Plant-based dietary patterns defined by a priori indices and colorectal cancer risk by sex and race/ethnicity: the Multiethnic Cohort Study | BMC Medicine

study population

The MEC is a population-based, prospective cohort study designed to investigate lifestyle and genetic factors related to cancer and other chronic diseases [15]. Participants were identified from the sources including driver’s license records, voter registration lists, and Health Care Financing Administration data files. They were recruited by mailing an invitation letter and questionnaire [15]. More than 215,000 adults aged 45–75 years living in Hawaii or the Los Angeles area were enrolled between 1993 and 1996. Participants were primarily African American, Japanese American, Native Hawaiian, Latino, or White. The response rates from highest to lowest were Japanese American men 46%, women 51%; White men 39%, women 47%; Native Hawaiian men 36%, women 42%; African American men 20%, women 26%; and Latino men 19%, women 21%. The respondents completed a self-administered, comprehensive questionnaire including a detailed dietary assessment. The Institutional Review Boards of the University of Hawaii and the University of Southern California approved the study.

For the current analysis, we excluded participants who were not of one of the main five racial and ethnic groups (n = 13,987), had colorectal cancer prior to baseline based on self-report (n = 2251) or tumor registry information (n = 300), and reported implausible diets (n = 8,137). Specifically, we computed a robust standard deviation (RSD) with an assumption of a truncated normal distribution from the middle 80% of the log energy distribution. Then, we excluded all individuals with energy values ​​out of the ranges of means ± 3RSD. A similar approach was used to exclude individuals with extreme fat, protein, or carbohydrate intakes to identify individuals who skipped important dietary pages [16]. As a result, the range of total energy intake after exclusions was 490 to 8700 kcal/day for men and 425 to 7800 kcal/day for women. We further excluded participants with missing covariates (n = 19,234) including body mass index (BMI), smoking, physical activity, multivitamin use, nonsteroidal anti-inflammatory drug (NSAID) use, and menopausal hormone therapy use for women. As a result, a total of 79,952 men and 93,475 women were included in the analysis.
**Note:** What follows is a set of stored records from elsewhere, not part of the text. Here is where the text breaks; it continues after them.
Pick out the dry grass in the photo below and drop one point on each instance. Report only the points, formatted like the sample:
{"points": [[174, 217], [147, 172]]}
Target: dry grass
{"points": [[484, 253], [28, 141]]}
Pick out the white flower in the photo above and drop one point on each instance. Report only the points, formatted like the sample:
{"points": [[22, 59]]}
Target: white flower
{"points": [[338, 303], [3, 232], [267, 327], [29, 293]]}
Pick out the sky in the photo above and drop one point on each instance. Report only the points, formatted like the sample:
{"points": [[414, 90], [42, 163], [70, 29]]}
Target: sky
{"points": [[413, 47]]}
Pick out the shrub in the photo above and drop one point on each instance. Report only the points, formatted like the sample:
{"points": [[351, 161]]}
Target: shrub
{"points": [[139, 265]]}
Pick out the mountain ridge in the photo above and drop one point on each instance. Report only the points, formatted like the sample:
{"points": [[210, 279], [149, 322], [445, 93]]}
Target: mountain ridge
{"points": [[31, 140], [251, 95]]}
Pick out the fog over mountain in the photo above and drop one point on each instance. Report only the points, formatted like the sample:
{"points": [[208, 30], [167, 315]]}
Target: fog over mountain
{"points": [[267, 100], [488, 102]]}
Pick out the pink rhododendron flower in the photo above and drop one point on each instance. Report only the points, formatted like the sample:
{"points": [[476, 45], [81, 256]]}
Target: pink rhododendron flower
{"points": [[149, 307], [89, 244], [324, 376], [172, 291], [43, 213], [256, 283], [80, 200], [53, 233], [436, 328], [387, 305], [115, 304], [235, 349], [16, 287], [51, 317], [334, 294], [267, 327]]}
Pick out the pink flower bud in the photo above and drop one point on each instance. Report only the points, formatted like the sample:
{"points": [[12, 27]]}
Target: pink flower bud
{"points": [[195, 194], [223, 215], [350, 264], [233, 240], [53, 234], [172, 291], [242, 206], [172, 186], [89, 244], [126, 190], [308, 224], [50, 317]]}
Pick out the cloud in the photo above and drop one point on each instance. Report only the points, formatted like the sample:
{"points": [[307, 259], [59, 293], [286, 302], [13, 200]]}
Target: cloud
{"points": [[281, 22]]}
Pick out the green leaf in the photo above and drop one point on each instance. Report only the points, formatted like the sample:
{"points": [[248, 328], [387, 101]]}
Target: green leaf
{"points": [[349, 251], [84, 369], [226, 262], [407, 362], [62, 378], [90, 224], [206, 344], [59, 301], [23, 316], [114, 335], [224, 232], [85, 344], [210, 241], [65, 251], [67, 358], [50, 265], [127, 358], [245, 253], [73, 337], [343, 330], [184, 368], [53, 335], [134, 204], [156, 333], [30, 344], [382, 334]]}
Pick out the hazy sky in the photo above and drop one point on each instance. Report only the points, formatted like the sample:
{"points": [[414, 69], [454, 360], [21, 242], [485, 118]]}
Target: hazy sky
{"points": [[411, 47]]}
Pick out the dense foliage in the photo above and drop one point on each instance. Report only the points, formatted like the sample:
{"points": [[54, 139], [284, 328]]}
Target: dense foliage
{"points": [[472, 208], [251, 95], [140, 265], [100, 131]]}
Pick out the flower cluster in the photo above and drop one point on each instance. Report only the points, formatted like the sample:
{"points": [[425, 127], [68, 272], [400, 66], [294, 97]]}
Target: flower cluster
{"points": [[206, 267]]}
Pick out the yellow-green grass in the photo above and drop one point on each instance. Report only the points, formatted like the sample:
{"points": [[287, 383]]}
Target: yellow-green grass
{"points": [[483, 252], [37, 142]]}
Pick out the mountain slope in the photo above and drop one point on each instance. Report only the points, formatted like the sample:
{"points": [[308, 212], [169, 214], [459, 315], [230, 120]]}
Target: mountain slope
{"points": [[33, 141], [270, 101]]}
Dietary assessment and plant-based diet indices

At baseline, participants’ usual intake of foods and beverages was assessed with a quantitative food frequency questionnaire (QFFQ) with > 180 food items [15]. Participants reported the frequency and the usual portion size of food consumption in the previous year. The QFFQ had 8 response categories (“never or hardly ever” to “2 or more times a day”) and, for some beverage items, 9 response categories (“never or hardly ever” to “4 or more times a day”) . Participants were asked to choose one of three (in a few instances four) portion size options specific to each food item to assess quantity of food eaten. The QFFQ was validated in all sex-ethnic groups in a calibration study with the use of data from three repeated 24-h dietary recalls [17]. Daily energy and nutrient intakes were calculated using the food composition tables developed by the University of Hawaii Cancer Center for use in the MEC.

We calculated three plant-based diet indices (PDI, hPDI, and uPDI) using data from the QFFQ, based on the food groups defined and the scoring methods developed in previous studies [12, 13, 18]. For the current study, 16 food groups were used for the PDI, hPDI, and uPDI. The food groups were classified as healthy plant foods (whole grains, fruits, vegetables, vegetable oils, nuts, legumes, tea and coffee), less healthy plant foods (refined grains, fruit juices, potatoes, added sugars), and animal foods ( animal fat, dairy, eggs, fish or seafood, meat) for PDI, hPDI, and uPDI based on the associations between food items and health outcomes reported in the literature [12, 13]. We modified the original 18 food groups used for PDI, hPDI, and uPDI [12, 13] by combining sugar, sweetened beverages and sweets and desserts into added sugars and excluding miscellaneous animal-based foods because we primarily used the MyPyramid Equivalent Database (MPED) values ​​(cup equivalents or ounce equivalents) calculated for the MEC participants [19, 20]. The MPED is a standardized food-grouping system developed by the USDA that disaggregates mixed dishes into their food items and allocates each food item into one of 32 food groups [14]. We used the MPED values ​​for 13 out of 16 component food groups of plant-based diet indices as we did for constructing commonly used diet quality indices from the MEC QFFQ that included many mixed dish items [20]. For vegetable oils, tea and coffee, and animal fat that were not in the MPED groups, gram amounts of individual QFFQ items were used.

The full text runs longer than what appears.